The efforts should also lead to new carbon neutral and sustainable energy tools, products and services that can be provided to the customers of both companies, said King. "If the deal achieves its desired results, it should be good for Microsoft, Shell and the planet."

James Kobielus, principal analyst at Franconia Research, called the Microsoft-Shell partnership a harbinger of the post-pandemic economy.

"If AI lets us do more work with only a fraction of the office space, meetings, and travel, the technology will be contributing mightily to the battle against global warming," said Kobielus. "Throughout the macroeconomy, many AI apps have the potential to generate downstream carbon offsets that counterbalance the emissions associated with electricity needed to train the underlying models."

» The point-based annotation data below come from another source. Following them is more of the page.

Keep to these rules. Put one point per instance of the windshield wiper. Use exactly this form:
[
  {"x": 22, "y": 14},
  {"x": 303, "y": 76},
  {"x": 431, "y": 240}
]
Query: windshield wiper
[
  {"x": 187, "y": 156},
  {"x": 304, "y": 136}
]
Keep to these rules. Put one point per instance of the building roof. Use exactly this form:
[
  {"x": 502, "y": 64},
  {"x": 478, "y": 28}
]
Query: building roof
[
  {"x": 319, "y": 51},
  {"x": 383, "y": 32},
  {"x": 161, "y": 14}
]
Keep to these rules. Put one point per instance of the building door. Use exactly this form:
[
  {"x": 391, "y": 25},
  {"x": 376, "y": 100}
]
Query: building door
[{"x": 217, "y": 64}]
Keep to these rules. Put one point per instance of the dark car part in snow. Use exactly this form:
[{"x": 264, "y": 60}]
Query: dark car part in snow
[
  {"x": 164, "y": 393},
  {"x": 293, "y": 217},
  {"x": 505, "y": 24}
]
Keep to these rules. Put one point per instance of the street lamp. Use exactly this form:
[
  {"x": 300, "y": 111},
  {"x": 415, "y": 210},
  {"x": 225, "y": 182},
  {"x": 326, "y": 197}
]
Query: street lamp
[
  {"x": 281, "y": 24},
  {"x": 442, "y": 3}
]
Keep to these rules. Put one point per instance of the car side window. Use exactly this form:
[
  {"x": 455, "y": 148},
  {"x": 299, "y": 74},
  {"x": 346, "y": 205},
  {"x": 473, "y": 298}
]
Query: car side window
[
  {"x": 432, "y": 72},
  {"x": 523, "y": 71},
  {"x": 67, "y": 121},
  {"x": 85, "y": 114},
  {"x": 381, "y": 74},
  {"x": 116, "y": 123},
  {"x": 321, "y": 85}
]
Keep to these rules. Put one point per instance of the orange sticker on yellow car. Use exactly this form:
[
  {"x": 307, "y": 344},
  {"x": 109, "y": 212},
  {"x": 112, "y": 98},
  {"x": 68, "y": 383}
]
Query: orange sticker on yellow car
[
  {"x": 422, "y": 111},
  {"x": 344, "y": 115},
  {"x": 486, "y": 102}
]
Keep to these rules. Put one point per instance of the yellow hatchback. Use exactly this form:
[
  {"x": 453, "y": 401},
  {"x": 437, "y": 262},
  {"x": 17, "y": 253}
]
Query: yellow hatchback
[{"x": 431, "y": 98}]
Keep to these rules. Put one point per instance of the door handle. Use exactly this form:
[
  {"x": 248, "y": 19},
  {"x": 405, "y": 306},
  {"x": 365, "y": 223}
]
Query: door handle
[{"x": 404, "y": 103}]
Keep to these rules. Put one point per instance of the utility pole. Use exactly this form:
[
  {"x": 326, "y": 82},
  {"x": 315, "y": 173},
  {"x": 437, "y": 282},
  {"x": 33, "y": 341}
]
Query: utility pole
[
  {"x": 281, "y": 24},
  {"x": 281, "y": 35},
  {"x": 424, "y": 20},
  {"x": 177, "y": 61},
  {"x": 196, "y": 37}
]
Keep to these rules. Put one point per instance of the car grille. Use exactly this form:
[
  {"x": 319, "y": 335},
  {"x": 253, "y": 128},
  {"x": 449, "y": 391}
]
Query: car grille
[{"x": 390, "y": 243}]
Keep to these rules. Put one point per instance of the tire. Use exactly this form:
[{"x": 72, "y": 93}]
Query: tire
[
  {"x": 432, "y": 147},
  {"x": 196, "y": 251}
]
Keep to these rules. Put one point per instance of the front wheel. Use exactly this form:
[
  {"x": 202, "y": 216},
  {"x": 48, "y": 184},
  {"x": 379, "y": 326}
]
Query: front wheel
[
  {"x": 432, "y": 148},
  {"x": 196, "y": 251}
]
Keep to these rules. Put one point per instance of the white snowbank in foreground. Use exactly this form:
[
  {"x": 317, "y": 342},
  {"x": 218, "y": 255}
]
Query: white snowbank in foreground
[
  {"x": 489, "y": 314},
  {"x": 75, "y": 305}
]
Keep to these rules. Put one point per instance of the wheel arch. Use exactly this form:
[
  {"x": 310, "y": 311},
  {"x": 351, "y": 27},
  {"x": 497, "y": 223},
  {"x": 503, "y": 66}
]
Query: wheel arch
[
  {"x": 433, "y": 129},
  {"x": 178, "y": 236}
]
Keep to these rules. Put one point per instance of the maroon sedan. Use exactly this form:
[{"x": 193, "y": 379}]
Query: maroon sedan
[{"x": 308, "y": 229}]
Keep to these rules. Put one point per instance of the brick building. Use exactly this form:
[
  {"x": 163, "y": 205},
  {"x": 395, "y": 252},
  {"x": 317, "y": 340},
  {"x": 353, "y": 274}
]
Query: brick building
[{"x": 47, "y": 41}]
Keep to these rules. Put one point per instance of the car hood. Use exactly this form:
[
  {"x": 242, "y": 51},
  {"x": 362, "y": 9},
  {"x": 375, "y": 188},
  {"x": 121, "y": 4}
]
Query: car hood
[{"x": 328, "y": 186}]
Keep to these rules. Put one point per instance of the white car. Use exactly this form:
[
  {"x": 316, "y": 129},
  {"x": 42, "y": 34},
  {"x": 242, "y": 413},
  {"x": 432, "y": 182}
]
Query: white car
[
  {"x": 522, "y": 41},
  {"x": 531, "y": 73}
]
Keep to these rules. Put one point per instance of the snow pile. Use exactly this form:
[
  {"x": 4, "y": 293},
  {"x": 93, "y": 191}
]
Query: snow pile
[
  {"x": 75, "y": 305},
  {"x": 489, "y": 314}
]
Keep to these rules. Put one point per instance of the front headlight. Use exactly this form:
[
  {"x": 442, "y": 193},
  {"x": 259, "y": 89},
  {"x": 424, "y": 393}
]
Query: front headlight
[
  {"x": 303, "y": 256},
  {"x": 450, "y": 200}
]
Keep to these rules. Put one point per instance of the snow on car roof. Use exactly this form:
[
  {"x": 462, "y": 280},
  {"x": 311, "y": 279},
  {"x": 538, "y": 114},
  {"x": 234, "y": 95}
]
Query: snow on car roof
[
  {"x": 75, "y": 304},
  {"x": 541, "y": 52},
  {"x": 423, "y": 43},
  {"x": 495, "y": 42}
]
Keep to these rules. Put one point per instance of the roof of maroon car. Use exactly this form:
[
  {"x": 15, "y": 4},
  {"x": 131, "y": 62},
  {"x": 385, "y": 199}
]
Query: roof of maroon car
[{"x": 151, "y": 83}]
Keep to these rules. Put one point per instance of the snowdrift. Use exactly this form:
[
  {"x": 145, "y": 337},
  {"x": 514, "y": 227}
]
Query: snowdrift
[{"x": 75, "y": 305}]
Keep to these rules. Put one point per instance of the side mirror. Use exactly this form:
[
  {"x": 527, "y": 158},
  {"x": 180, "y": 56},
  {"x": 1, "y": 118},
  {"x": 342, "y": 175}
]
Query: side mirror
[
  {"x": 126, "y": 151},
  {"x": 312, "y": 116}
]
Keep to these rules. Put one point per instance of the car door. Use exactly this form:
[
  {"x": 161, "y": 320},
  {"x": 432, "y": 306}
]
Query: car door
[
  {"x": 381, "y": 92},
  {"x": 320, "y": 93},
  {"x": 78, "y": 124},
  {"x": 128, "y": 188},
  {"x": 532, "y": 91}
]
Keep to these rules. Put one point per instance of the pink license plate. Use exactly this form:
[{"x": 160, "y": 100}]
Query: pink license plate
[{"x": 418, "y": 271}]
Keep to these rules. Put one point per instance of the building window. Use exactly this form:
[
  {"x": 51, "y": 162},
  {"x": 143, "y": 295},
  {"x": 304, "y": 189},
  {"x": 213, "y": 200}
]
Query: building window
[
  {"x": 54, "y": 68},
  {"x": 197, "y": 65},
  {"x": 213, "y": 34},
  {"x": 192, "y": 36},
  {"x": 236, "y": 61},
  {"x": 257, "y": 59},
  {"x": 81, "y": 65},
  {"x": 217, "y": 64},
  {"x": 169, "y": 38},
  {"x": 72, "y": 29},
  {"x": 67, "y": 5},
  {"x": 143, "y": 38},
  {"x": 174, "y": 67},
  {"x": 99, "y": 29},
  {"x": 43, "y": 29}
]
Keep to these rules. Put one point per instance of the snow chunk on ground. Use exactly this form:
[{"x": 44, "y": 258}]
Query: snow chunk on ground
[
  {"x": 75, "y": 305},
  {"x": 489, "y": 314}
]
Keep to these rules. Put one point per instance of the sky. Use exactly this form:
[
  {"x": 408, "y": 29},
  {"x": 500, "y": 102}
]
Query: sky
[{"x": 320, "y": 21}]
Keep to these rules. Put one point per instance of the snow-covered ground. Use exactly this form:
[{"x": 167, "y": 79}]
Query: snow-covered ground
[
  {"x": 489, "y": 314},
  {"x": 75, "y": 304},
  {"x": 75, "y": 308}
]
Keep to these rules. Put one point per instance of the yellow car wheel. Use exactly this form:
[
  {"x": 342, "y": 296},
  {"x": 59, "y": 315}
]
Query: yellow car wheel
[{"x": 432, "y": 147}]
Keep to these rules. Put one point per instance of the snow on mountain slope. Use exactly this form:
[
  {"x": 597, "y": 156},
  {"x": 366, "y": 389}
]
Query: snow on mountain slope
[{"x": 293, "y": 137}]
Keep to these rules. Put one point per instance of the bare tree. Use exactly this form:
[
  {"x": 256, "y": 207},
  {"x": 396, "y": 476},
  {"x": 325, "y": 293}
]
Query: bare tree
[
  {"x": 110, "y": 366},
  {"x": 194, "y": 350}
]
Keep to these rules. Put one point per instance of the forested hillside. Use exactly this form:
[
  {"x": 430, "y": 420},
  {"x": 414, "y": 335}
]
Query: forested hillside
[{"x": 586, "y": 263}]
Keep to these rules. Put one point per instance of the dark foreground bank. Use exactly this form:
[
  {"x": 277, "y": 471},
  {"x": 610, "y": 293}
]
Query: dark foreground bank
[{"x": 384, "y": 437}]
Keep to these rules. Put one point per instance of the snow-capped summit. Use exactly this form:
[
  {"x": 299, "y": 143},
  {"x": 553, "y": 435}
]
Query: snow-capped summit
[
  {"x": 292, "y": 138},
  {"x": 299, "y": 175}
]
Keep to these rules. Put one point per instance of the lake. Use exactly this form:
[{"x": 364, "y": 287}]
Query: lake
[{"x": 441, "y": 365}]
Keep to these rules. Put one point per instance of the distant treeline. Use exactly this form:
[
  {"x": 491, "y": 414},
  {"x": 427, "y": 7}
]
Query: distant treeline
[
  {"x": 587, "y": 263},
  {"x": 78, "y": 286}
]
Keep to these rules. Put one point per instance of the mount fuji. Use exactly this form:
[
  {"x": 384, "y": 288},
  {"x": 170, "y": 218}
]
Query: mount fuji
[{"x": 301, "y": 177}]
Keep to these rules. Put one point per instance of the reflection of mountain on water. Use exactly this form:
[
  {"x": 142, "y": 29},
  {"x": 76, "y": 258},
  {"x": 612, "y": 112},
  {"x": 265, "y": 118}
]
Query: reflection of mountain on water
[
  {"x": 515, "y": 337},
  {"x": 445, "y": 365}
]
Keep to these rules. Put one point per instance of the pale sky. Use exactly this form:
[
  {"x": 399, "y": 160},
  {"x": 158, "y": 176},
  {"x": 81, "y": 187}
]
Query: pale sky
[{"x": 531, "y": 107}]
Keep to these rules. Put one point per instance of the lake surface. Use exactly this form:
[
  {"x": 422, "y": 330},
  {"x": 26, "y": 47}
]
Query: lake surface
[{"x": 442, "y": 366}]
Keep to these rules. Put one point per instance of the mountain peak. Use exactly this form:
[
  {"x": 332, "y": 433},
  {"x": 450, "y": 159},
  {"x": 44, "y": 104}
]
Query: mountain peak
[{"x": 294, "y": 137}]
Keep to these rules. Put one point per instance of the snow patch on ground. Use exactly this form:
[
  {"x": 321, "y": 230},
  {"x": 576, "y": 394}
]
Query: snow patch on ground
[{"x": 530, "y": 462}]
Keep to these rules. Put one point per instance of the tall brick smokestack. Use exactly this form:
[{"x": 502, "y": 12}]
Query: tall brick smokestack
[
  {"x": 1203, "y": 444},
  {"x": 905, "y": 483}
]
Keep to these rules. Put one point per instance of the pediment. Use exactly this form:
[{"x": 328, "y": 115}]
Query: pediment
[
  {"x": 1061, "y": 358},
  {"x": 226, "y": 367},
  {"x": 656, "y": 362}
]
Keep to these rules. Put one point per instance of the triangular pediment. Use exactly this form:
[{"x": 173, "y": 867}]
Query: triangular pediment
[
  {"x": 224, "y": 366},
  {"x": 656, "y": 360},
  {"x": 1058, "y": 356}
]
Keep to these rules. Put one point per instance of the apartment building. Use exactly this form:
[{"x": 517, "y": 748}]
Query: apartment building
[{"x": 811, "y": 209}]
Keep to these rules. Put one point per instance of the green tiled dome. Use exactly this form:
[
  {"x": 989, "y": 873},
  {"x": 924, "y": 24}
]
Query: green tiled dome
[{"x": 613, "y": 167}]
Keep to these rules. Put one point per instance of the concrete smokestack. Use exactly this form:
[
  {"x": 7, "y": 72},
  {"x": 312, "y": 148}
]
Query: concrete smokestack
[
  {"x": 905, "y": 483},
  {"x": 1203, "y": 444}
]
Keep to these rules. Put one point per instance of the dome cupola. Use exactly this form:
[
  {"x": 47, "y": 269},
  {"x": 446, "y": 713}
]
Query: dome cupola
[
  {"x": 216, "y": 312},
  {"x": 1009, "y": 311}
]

The net carbon footprint of deployed AI apps "is far less than a lot of observers want us to believe," said Kobielus. "If an AI model delivers a steady stream of genuinely actionable inferences over an application’s life, it should generate beneficial, real-world outcomes. Many of these AI-driven benefits may be carbon-offsetting, such as reducing the need for people to get in their cars, take business trips, occupy expensive office space, and otherwise engage in activities that consume fossil fuels."

AI will be the fuel to make these transitions successful, he said. "As these trends converge during the next several years, we’re likely to see dramatic drops in the carbon footprint associated with AI. As that trend intensifies, AI pipelines will become the most environmentally sustainable platforms in the IT universe, helping to rollback global warming."